Ce qui les rassure, c’est que les franchisés de Ahold, aux Pays-Bas, sont, "selon la presse", "moins libres" que les franchisés de Delhaize, mais "plus rentables". "Certes d’autres critères interviennent. Le tissu commercial aux Pays-Bas est différent. Il y a moins de concurrence, et donc plus de chiffre d’affaires au mètre carré… Mais les franchisés gagnent mieux leur vie."


"Rien que du bla-bla"

Contre le bonus. Ils étaient une grosse cinquantaine, membres du personnel affilés au SETCa, à donner de la voix, lundi, avant l’ouverture de l’AGE. Quasiment plus nombreux que les actionnaires à qui ils distribuaient un faux billet de 1 dollar, rouge, à l’effigie de Frans Muller, le CEO du groupe, et sur lequel était inscrit 1,5 million. Soit la somme que le conseil d’administration, avec l’aval du comité de rémunérations, proposait aux actionnaires de verser à celui qui a mené cette fusion à bien. Pas tant sous forme de bonus pour services rendus, que de prime pour services à rendre. Un montant jugé "indécent" par les syndicats, pris "sur le dos des travailleurs" ! "Ce que M. Muller a fait - un plan de restructuration qui a coûté 1 800 emplois - tout le monde peut le faire."

Pour plus de clarté.
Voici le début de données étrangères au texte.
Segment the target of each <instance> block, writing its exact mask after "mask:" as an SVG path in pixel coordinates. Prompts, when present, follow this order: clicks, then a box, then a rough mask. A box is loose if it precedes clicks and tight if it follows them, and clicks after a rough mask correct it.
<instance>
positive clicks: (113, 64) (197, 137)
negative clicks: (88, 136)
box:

Mais c’est surtout l’avenir du personnel des deux groupes qui préoccupe le syndicat. "Nous avons rencontré le directeur des ressources humaines du groupe au niveau européen et que nous a-t-il appris ? Rien , regrettait Myriam Delmée, vice-présidente du SETCa . Le groupe nous tiendra au courant des suites de la fusion. Et pour le reste, nous n’avons obtenu aucune information sur l’avenir des magasins ou sur les conditions de travail."